We get asked this so often, we copied this page from our FAQs!
'Felling cut' is just a nick name we came up with on the farm to help us teach the regular stream of farm volunteers. We borrowed the term from Tree workers. You cannot cut down big trees with a machete but some of the principles are the same.
We feel it’s a safer cut in most situations around our farm as well as being quite energy efficient. It combines a gentle chipping action with a blade that stops buried in the cut on each stroke.
It still can be a brisk process even though we are slowing everything down for safety!
We are not going to mention much more about safety in this answer. It is just a quick run through of how and why we use this one particular style of cut. Their are many more to choose from and all will suit different situations!

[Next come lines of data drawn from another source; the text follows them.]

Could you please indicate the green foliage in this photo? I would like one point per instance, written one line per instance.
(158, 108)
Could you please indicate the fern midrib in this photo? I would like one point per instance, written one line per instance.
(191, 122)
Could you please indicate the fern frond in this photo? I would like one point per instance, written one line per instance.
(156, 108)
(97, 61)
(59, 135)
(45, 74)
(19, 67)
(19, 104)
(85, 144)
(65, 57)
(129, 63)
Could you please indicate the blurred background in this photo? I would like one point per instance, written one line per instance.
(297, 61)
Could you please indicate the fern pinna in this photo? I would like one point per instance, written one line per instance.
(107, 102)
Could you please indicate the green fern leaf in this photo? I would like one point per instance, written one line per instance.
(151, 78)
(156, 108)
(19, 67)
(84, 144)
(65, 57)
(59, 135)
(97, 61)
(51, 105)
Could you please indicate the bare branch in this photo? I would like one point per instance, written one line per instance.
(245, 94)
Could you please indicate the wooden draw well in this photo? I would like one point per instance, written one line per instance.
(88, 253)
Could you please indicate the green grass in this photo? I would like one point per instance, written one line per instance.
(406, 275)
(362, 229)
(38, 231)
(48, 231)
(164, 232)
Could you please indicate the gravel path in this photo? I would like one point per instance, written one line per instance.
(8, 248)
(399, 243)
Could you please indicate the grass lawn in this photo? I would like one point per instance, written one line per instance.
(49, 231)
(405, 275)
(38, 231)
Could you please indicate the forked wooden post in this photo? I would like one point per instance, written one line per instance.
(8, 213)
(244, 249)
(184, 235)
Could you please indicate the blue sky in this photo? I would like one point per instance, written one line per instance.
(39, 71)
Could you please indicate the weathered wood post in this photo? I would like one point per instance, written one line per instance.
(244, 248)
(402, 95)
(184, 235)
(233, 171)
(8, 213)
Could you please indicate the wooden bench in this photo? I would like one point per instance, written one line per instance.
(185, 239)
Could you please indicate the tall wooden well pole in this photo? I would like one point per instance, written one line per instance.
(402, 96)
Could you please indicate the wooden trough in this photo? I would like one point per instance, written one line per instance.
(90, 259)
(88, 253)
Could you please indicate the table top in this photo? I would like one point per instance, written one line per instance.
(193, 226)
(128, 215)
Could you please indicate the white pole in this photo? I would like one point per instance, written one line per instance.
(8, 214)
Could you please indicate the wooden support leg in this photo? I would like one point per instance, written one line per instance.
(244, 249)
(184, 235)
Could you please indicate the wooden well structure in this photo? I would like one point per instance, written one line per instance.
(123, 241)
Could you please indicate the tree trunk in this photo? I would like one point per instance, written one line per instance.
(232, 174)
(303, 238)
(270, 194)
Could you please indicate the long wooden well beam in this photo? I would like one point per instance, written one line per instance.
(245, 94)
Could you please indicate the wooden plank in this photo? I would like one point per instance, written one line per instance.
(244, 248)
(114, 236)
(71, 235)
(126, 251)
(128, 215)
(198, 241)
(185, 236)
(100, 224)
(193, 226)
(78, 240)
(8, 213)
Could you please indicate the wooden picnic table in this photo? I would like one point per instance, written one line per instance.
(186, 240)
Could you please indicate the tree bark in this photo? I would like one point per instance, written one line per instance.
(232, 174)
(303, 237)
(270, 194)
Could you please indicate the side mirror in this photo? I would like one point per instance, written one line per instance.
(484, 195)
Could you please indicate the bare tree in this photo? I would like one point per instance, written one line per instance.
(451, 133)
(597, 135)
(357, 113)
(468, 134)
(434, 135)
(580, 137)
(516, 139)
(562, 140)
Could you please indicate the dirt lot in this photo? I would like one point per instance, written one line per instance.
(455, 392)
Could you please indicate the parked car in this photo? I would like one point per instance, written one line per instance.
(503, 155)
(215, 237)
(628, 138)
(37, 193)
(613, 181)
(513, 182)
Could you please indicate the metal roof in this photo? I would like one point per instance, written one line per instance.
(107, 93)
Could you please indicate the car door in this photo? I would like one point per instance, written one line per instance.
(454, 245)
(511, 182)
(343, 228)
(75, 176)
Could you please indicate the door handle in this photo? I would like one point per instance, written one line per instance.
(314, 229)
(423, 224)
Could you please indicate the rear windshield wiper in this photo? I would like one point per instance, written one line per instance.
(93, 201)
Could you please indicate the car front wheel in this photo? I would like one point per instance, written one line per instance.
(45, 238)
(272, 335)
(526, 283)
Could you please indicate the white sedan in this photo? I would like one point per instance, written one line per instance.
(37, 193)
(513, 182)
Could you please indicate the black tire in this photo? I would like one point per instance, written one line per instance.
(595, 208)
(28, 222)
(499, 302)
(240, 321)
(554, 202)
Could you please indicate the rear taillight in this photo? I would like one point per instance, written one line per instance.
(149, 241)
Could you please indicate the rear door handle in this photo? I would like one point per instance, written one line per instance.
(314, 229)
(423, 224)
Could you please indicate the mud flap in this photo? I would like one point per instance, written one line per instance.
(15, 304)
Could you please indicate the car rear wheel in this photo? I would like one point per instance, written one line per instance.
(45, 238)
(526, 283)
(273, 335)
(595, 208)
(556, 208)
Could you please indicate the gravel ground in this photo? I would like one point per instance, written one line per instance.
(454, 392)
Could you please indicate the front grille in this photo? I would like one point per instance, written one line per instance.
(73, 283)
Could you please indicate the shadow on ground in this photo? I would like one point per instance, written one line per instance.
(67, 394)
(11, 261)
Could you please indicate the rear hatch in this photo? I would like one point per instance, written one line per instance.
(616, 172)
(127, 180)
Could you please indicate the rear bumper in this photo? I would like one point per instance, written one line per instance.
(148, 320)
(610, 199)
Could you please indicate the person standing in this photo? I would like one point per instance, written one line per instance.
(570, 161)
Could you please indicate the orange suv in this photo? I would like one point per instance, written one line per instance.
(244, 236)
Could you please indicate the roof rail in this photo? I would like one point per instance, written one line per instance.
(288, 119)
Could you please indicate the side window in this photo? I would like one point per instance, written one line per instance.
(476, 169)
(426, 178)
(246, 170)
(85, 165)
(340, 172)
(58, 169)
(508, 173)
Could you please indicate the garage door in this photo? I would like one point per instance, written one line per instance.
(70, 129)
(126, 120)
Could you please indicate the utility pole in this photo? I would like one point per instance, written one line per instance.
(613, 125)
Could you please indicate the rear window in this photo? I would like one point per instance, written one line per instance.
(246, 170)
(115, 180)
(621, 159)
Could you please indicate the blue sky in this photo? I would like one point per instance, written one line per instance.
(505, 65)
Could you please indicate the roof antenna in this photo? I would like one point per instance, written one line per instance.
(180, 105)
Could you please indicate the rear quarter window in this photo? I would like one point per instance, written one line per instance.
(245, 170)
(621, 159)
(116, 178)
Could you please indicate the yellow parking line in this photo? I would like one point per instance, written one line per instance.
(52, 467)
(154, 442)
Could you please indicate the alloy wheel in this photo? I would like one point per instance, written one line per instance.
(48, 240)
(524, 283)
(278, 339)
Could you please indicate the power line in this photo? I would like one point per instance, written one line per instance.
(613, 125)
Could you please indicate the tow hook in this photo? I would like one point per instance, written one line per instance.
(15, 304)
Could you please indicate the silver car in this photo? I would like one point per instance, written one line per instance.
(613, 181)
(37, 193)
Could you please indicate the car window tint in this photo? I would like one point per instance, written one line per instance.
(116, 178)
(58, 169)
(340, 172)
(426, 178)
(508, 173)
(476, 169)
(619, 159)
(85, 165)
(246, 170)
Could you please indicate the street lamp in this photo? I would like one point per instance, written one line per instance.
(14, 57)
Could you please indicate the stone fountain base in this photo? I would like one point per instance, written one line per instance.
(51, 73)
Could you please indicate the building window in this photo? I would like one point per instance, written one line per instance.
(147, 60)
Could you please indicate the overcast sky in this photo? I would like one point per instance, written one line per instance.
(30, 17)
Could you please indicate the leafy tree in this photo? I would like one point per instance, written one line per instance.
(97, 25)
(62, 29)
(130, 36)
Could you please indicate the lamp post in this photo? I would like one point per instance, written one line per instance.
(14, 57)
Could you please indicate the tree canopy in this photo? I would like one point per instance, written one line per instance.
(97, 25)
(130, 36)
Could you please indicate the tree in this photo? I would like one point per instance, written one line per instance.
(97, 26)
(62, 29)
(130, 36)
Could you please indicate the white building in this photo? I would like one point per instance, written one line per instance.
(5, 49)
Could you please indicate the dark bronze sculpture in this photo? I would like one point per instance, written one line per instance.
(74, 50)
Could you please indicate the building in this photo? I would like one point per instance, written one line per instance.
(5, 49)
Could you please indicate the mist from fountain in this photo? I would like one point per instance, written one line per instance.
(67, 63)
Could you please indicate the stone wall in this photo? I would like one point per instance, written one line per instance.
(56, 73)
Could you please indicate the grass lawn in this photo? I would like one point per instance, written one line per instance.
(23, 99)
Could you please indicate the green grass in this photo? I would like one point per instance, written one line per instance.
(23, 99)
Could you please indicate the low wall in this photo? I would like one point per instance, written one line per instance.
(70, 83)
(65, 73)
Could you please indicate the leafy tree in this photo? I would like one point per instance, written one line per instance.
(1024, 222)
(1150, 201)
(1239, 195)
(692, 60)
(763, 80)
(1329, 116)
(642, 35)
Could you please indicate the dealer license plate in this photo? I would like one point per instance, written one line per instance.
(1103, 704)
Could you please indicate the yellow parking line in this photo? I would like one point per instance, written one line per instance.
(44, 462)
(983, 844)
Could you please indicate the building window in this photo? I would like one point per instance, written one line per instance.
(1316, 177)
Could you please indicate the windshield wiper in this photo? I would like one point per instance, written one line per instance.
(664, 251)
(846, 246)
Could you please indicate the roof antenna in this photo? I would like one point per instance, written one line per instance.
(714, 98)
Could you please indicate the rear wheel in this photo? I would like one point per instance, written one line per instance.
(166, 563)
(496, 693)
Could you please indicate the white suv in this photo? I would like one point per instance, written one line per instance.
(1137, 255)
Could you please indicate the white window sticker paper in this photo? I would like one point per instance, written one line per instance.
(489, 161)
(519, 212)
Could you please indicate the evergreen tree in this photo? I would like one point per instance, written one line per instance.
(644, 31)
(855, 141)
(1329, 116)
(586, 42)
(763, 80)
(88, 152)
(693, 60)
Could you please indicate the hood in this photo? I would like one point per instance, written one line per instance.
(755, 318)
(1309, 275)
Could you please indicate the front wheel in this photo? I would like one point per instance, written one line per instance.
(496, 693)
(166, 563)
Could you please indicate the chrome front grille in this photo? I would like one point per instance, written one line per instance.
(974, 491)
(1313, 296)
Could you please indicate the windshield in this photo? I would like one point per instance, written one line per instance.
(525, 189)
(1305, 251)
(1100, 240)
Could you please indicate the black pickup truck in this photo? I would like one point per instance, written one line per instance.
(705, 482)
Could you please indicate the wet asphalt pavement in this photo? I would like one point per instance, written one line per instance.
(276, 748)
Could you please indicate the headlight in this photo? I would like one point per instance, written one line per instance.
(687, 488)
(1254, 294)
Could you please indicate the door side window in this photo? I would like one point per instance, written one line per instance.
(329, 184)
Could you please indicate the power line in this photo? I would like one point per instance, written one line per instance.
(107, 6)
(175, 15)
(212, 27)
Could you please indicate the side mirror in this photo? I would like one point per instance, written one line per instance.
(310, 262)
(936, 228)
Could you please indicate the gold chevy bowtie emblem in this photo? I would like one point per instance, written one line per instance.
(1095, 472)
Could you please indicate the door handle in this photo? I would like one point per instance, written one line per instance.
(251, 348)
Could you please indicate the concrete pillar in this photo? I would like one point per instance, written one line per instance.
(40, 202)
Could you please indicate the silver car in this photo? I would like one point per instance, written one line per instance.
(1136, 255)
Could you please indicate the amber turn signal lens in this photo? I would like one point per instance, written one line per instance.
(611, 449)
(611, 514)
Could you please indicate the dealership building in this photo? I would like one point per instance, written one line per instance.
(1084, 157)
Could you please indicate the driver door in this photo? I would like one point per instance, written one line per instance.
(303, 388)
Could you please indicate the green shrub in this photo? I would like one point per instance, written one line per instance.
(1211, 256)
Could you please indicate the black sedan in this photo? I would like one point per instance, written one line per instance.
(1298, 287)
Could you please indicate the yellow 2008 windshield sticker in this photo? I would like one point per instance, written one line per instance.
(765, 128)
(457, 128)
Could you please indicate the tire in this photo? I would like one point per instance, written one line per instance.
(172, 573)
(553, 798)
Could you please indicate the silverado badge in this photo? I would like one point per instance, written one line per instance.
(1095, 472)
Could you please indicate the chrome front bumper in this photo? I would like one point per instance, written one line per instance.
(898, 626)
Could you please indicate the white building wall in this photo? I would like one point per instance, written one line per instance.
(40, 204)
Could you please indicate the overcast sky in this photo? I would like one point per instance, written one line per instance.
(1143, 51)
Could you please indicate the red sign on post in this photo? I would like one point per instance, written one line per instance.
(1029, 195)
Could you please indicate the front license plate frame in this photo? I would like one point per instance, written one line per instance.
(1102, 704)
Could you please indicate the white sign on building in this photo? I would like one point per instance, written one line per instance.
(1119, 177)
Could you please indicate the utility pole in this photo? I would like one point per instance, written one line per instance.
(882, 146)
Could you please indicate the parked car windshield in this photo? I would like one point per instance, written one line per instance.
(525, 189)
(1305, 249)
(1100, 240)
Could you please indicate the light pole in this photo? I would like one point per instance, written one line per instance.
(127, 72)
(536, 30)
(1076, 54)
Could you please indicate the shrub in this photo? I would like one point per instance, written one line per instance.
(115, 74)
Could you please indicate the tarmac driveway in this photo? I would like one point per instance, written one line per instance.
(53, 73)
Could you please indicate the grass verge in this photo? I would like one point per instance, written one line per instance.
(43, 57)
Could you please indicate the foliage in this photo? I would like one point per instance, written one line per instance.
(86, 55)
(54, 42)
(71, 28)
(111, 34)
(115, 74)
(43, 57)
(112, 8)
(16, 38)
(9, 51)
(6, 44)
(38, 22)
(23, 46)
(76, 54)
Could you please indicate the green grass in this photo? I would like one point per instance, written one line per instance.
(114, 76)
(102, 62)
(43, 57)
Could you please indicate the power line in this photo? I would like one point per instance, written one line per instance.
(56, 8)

First off, we clear the area. You can use the machete for this but we just used a long thin branch cut from one of the Castor oil plants to whip the area down. That is chest high Stinging Nettle all around the base and I was not in a hurry to get my hand too close!
Move back and look to see what’s up there! Nice and clear on the ground as well?
The next step is to clear the crown systematically so when we are finished cutting, we can neatly pile everything to one side. The crown is only one years worth of growth and it’s everything above the thicker, straight trunk .
We do a felling cut in two passes on these. First we come up from underneath or the ‘loaded’ side and aim to cut about half way. We cut on the side of the branch that is leaning first because if we cut here last, the branch will pinch the blade potentially leaving you with a wrestle to get it out. It’s not safe either!
Notice the cut is not perpendicular to the branch! Cutting at an angle always sinks the blade in much deeper in harder materials compared to a perpendicular cut. This conserves energy.
The second cut is on the ‘high side’. This time, we aim to cut almost to the depth of the first cut leaving a strip of material in the middle. This is called a hinge (just like on a door). This hinge somewhat directs where the branch will go and slows down the falling over process. This buys us time, sometimes that's an advantage!
So why did we choose this method in this situation? It’s safer for us, more controlled and conserves energy. I do not have to stop the blades momentum, it stopped itself in the cut. I did not have to cut all the way through because it snapped at the hinge as it fell. The stroke finished in a safe, predictable position. The branch fell in a predetermined area allowing me to plan ahead for an easy clean up.
It all sounds like too much? Well, this process of removing the crown takes a very short space of time. When you are doing several hundred in a day, you will quickly find the most economical way of doing it. For most of the visitors, this process becomes second nature fairly fast!
Now onto something thicker! The trunks are three years old. This one is about 75mm in diameter. This cut was done in three passes.
First we make two cuts, one down and one up on an angle about half way into the trunk. As this chips out it creates a big wedge of an opening.
The final pass is on the other side, cutting down to leave a hinge and stopping the swing in the cut.
We then remove the machete and stow it safely in a sheath or put is somewhere our of harms way. With both hands free, we push the trunk over and then collect and stack the branches. Rinse and repeat!
This picture was taken just on the edge of our testing ground! Not a bad little spot to spend a quiet days work!